Re^2: Interpreter eval counter out of bounds
by Jeppe (Monk) on Jan 28, 2011 at 14:18 UTC
    Andreas' coworker here!

    The strange thing is that once this error occurs, evals that previously worked all of a sudden fail. Some of the code that is evaled is in fact logged to file (under /tmp), and they are valid:

    username@server tmp$ /opt/perl/bin/perl -c /tmp/agent_code.4561.pl 
    /tmp/agent_code.4561.pl syntax OK
    
    This is code that works for days, and works again after a restart of the application (which of course means we get a fresh interpreter to mess up)
Re^2: Interpreter eval counter out of bounds
by andreas1234567 (Vicar) on Jan 28, 2011 at 13:52 UTC
    Do you have the ability to log the evals it's executing, in order to see whether the eval compile warnings/errors make any sense?
    In theory yes, but I assume impact on performance would be unacceptable as well as the log files themselves would be difficult to manage (log rotation would happen too quickly). I have not been able to reproduce the problem outside of a specific production environment with certain difficult-to-change log requirements.
    --
    No matter how great and destructive your problems may seem now, remember, you've probably only seen the tip of them. [1]

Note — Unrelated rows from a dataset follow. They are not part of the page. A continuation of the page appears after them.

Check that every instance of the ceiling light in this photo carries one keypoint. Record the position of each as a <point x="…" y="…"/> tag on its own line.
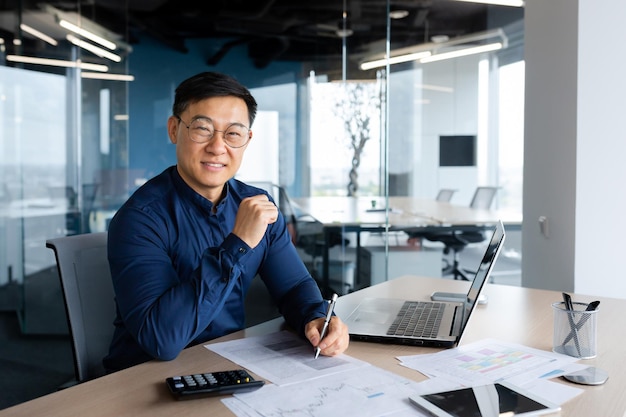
<point x="38" y="34"/>
<point x="87" y="34"/>
<point x="394" y="60"/>
<point x="462" y="52"/>
<point x="107" y="76"/>
<point x="57" y="63"/>
<point x="93" y="48"/>
<point x="436" y="51"/>
<point x="398" y="14"/>
<point x="513" y="3"/>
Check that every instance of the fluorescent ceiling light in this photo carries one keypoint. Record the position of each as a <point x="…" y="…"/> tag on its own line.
<point x="87" y="34"/>
<point x="462" y="52"/>
<point x="93" y="48"/>
<point x="38" y="34"/>
<point x="57" y="63"/>
<point x="430" y="51"/>
<point x="107" y="76"/>
<point x="394" y="60"/>
<point x="513" y="3"/>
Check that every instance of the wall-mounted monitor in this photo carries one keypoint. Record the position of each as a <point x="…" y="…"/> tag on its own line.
<point x="457" y="151"/>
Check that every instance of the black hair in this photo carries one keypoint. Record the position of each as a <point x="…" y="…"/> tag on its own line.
<point x="211" y="84"/>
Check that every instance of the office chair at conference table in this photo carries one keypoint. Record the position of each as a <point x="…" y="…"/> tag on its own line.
<point x="456" y="240"/>
<point x="89" y="299"/>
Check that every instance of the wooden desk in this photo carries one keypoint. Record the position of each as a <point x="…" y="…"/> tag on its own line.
<point x="367" y="214"/>
<point x="513" y="314"/>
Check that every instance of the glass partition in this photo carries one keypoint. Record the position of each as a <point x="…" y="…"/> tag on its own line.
<point x="64" y="151"/>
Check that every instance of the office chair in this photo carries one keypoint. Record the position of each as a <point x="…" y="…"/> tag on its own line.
<point x="456" y="240"/>
<point x="89" y="299"/>
<point x="444" y="195"/>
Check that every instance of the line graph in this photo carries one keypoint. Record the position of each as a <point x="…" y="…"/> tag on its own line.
<point x="368" y="391"/>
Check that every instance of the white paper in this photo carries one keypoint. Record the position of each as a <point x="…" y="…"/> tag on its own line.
<point x="283" y="358"/>
<point x="366" y="391"/>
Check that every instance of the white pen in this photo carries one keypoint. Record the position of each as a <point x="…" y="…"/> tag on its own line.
<point x="329" y="314"/>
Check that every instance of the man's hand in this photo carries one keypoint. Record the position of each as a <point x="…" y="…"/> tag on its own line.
<point x="254" y="215"/>
<point x="336" y="340"/>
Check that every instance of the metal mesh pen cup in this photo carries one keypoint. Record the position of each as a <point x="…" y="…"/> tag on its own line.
<point x="575" y="331"/>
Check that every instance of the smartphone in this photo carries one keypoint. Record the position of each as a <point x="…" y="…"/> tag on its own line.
<point x="490" y="400"/>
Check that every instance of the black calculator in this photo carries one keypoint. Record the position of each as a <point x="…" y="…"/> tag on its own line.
<point x="212" y="383"/>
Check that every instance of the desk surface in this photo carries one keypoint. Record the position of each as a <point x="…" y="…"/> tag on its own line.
<point x="513" y="314"/>
<point x="404" y="212"/>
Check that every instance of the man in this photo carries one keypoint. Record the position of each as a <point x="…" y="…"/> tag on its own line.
<point x="185" y="247"/>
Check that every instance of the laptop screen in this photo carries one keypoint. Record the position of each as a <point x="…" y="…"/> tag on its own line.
<point x="486" y="264"/>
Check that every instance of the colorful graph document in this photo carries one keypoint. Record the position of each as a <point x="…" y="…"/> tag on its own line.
<point x="489" y="361"/>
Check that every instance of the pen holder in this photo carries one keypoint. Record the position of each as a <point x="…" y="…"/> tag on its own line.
<point x="575" y="331"/>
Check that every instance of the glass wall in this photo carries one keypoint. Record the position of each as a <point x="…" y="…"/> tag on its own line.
<point x="64" y="154"/>
<point x="338" y="132"/>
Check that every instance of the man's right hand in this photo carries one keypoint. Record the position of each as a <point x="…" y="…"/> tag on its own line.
<point x="254" y="215"/>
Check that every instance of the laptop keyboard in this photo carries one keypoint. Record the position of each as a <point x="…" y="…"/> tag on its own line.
<point x="418" y="318"/>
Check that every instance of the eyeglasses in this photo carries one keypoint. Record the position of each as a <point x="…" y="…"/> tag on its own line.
<point x="201" y="130"/>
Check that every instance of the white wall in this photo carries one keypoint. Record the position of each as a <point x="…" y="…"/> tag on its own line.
<point x="260" y="161"/>
<point x="574" y="146"/>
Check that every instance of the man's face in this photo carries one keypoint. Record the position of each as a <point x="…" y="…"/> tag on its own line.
<point x="206" y="167"/>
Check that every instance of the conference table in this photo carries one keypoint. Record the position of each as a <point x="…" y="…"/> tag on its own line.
<point x="512" y="314"/>
<point x="339" y="215"/>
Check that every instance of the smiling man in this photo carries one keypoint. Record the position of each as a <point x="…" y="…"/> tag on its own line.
<point x="185" y="247"/>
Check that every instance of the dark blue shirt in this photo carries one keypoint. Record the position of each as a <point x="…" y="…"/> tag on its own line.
<point x="181" y="276"/>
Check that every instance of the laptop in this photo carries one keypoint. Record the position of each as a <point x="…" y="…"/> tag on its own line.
<point x="441" y="323"/>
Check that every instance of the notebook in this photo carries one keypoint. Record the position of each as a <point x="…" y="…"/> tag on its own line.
<point x="385" y="319"/>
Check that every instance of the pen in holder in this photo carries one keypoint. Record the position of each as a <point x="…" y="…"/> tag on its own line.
<point x="575" y="329"/>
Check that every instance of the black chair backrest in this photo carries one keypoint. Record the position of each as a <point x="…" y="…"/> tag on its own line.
<point x="89" y="298"/>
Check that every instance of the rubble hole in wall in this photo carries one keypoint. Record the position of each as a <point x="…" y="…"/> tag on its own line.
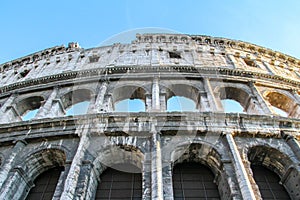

      I have a perl daemon that in principle (unless stopped or restarted) will run forever. . .

      All of our production scripts restart themselves after some time is passed, ( i.e. 4-hours, 24-hours, etc. ).

      If you have 'cron' you might want to restart the process periodically. If you can't use 'cron' then the script can test on how much time has passed and use 'system' to restart itself and then exit.

      Your script will be happy with a fresh start.

      "Well done is better than well said." - Benjamin Franklin

        use 'system' to restart itself and then exit.

        Your script will be happy with a fresh start.

        Except that when using system, the old process doesn't go away; it'll wait for the new one to finish.

        Daemons restarting itself is a classical trick. But you got to use exec, not system. You want to replace yourself with the new instance, not create an additional one.

Re^2: Interpreter eval counter out of bounds
by vkon (Curate) on Feb 05, 2011 at 16:46 UTC
    if this is actually the case - then - fortunately a bug could be fixed, and even a small XS "fix" module could be created to "reset" said variable PL_evalseq (I hope it is exported?)